Yes, indeed, the aptly-titled “It’s Just Me” is a fresh look from the fiery Chohfi, who typically soars over near-symphonic accompaniment. While much has changed, there’s also plenty for followers of Chohfi and Blue Helix to recognize. “It’s Just Me” has the same sturdy construction, candid subject matter, and strong instrumental performances that we’ve come to expect from a Chohfi recording. Although his delivery is hushed and conversational, it’s no less intense than he’s ever been. Without heavy guitar, bass, and drums backing him, he’s left to be honest, raw, and incredibly vulnerable. While Blue Helix was always best known for high-energy rock, the band has a folkier side, too. As it turns out, the new direction for the singer-songwriter is very similar to the one he’s always followed.
It’s an approach that has earned Chohfi recognition on several continents and kept him going strong since the beginning of the millennium. Although Blue Helix is, for good reason, associated with Washington State, Chohfi has deep roots in Brazil, and his music has always resonated with South American listeners. The rocker has always thought globally: he’s always been open to musical influences from all over the world. He’ll shoot a video in Africa (as he did with the brilliant “Masters of War” clip), roar from stages in Sao Paulo (as he did at a December concert in Brazil’s largest city), and proudly represent the true believers in the Seattle rock tradition.
The clip for “It’s Just Me” might seem superficially small-scale, but look closer: it presents Sami Chohfi as a citizen of the cosmos. The video opens with images of the rocker unfurling a message in a bottle – a missive sent to him from far across the oceans.
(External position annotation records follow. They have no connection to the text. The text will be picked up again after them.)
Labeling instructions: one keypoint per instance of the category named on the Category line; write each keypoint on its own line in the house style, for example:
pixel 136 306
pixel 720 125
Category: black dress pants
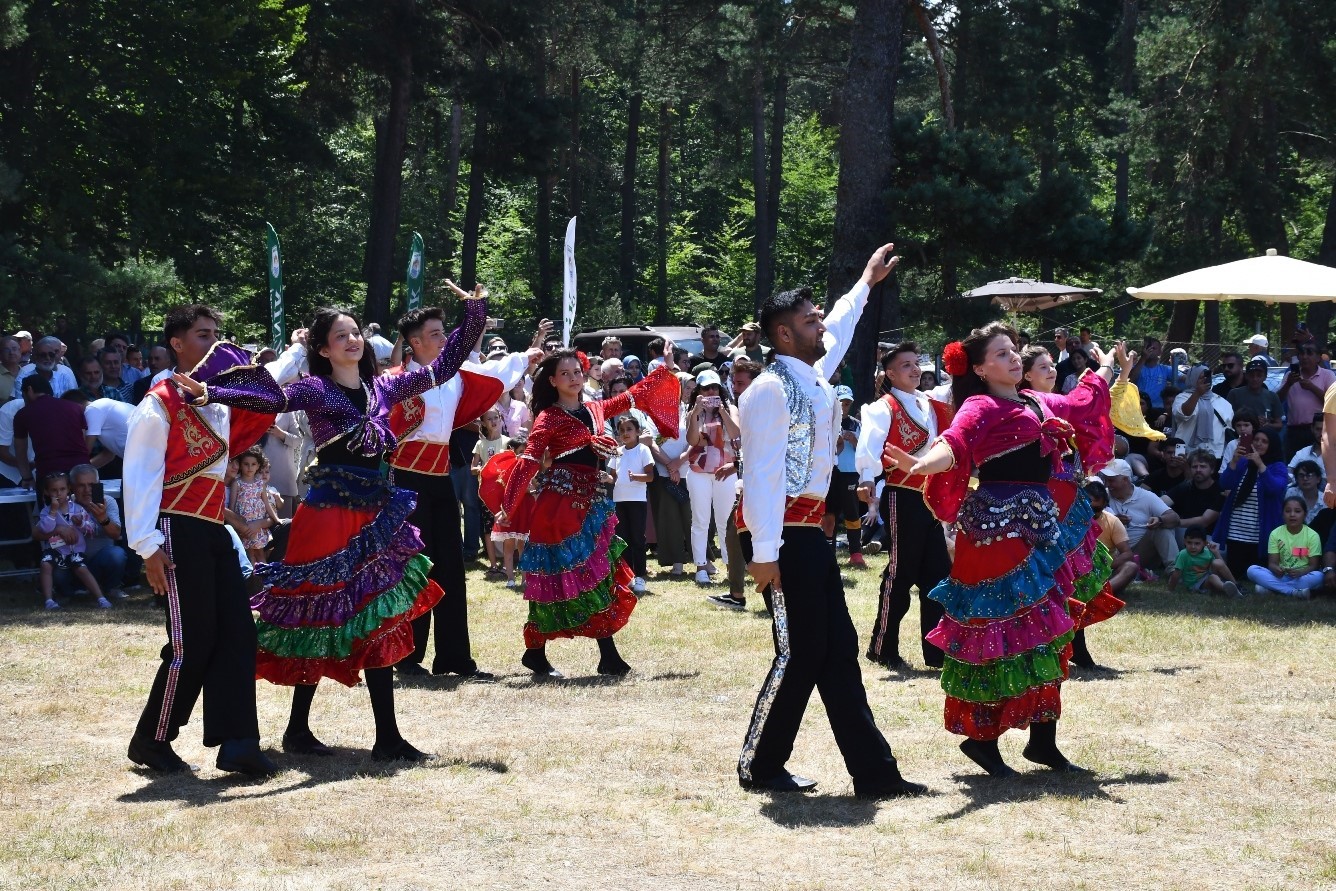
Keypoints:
pixel 437 517
pixel 917 556
pixel 815 648
pixel 210 639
Director Jon Meyer shoots Chohfi under vast skies and frames him against broad seas; he plays his acoustic guitar at the end of a wooden shipping pier, surrounded by water. When you are a child you are pure, innocent and always trying to find who you are. “It’s Just Me” reminds us that we had the answer all along. The message is clear: the sound and the song may be intimate, but the singer’s horizons are limitless).